I've got a few more books partially read, but now that I'm done with my 1% Well Read Challenge, what do you suggest I put on my book queue?

* and, hey, we share our birthdates!

Unless

I selected Unless by Carol Shields as part of my 1% Well-Read Challenge.  During my 2003 novel workshop with Sharon Oard Warner in Iowa, she recommended that I read Shields, and I subsequently picked up The Stone Diaries, which I liked.

Unless is a first-person narrative told from the p.o.v. of Reta Winters, a translators of the memoirs of early feminist Danielle Westerman.  Reta is working on her second novel, a followup to her surprisingly successful beach read first effort.  Her new novel is a relief from the stress she feels at her eldest daughter's choice to drop out of school and life in order to sit on a sidewalk corner in Toronto wearing a sign that reads "Goodness".  Reta puzzles through her own life choices as she seeks to understand her daughter's.
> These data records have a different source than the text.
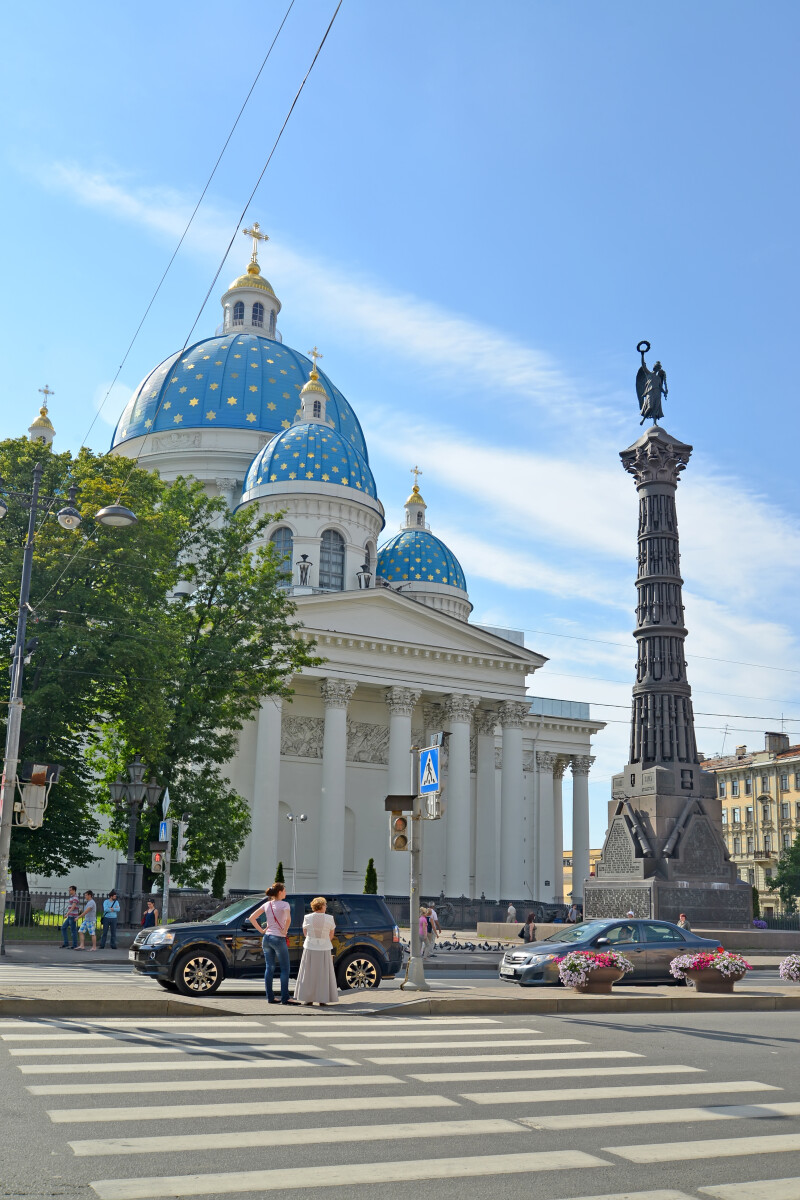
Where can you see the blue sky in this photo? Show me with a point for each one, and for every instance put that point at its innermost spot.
(476, 211)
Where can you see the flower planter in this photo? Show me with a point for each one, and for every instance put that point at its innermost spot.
(710, 979)
(600, 982)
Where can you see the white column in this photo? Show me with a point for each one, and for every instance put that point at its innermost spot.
(266, 796)
(486, 826)
(558, 828)
(336, 696)
(512, 852)
(546, 766)
(581, 767)
(401, 703)
(458, 825)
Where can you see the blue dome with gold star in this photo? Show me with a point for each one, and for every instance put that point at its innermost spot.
(308, 453)
(240, 381)
(416, 555)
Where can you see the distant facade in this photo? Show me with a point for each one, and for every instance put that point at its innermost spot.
(759, 796)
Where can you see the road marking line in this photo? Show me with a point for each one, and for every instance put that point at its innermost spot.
(554, 1073)
(661, 1116)
(191, 1111)
(240, 1140)
(714, 1147)
(160, 1065)
(212, 1085)
(776, 1189)
(506, 1057)
(404, 1171)
(635, 1091)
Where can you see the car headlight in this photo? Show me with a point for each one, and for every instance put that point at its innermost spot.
(161, 937)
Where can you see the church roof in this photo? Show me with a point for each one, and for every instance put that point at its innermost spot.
(306, 453)
(416, 555)
(240, 381)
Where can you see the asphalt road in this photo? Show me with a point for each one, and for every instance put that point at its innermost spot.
(334, 1107)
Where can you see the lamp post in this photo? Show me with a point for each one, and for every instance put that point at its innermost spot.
(295, 817)
(68, 517)
(131, 795)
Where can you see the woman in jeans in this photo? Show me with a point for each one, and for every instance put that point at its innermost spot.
(277, 916)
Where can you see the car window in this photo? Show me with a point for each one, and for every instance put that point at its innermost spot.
(655, 933)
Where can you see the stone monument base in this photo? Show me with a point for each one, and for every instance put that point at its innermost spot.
(719, 905)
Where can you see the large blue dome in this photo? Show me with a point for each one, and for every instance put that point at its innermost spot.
(416, 555)
(240, 381)
(308, 453)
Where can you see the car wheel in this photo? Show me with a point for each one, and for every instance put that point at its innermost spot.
(198, 973)
(359, 971)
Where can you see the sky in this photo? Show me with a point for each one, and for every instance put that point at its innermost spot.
(476, 211)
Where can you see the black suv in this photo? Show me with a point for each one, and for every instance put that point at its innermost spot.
(196, 958)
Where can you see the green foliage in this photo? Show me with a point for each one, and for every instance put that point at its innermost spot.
(218, 881)
(125, 667)
(786, 880)
(371, 880)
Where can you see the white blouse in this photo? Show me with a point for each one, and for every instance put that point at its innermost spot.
(317, 927)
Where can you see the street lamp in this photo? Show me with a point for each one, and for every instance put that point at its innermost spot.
(68, 517)
(295, 817)
(131, 793)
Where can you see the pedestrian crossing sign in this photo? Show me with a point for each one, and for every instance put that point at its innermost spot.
(429, 771)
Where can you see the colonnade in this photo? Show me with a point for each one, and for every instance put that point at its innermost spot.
(504, 855)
I was interested in the novel as a piece that is more reflective rather than scene based.  The writing is meditative and sometimes funny.  At times the heaviness Reta feels is almost too much to bear, but relief comes in the form of terrific, well-developed minor characters.  Sheilds imagines full lives for even her most minor charachters off the page, so that when they are on the page, they are dimensional.

I came away from the novel convinced that I must bring more lightness to my own work and that I ought to write something frothy to help me bring back the fun to my writing.